Ms Jansson's niece, Sophia Jansson-Zambra, controls the Moomins' copyrights.

As the custodian of the brand she protectively watches over her ward to ensure that the Moomins do not associate with the wrong crowd.

Moomins merchandising
Moomin merchandise is a lucrative source of revenue

According to Ms Jansson-Zambra, there are about 150 Moomin licensees in the Nordic countries with a further 100 in the rest of the world.

Some licensees have licences for a great number of products, so there are more than 250 bits of Moomin merchandise on the market.

"In Finland, there are Moomin products in most product groups, but in other countries it varies," she says.

"In Japan, for example, the greatest target group is 25 to 35 year old women, so the products reflect their desires and habits."

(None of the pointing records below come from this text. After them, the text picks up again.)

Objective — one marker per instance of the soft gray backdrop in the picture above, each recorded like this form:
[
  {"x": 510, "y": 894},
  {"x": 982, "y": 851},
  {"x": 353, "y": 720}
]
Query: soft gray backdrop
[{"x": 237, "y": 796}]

In the early 1970's, the Japanese turned the Moomins a pastel shade amidst growing popularity of Japanese animation Moomins.

Today, Japan is the biggest Moomin market outside Europe, with three Moomin-themed cafes that serve Nordic food, as well as a Moomin merchandise shop.

Making money

Children sledging
Children visit Moomin World are expected to play outdoors

Oy Moomin Characters declines to reveal details about the company's financial performance, but according to a Finish journalist who follows it, the firm saw turnover reach almost 3m euros last year, a third of it in Nordic countries with the rest across the world.

Profits came in at about 1.5m euros that year, sharply down from 2008 when it clocked up some 2.2m euros on profits of some 2.8m euros, the journalist claimed.

But Ms Jansson-Zambra insists the Moomins' remain both popular and profitable, and that there are many good reasons why this is so.

"The stories in the novels, picture books and comic strip cartoons are pregnant with lots of themes that are dear to most people, such as friendship, adventure, happiness, longing, fear, curiosity, family and friends," she says.

"In general, the stories and the accompanying illustrations work on very many levels with something for each reader, regardless of age.

"Also, the stories are not set in a geographical place or time so they work also for most people, regardless of their nationality. In short, they are just good stories and therefore have lasted for several generations."

Looking towards the future, she says she hopes "that the Moomins will go on being popular and hopefully more people will find the original books through our efforts".

"The new areas we are working on at the moment are the UK, France and the US will soon follow," she says.

And Ms Jansson-Zambra's parting advice for our readers.

"If you have never read a Moomin book, I suggest you do, just for fun."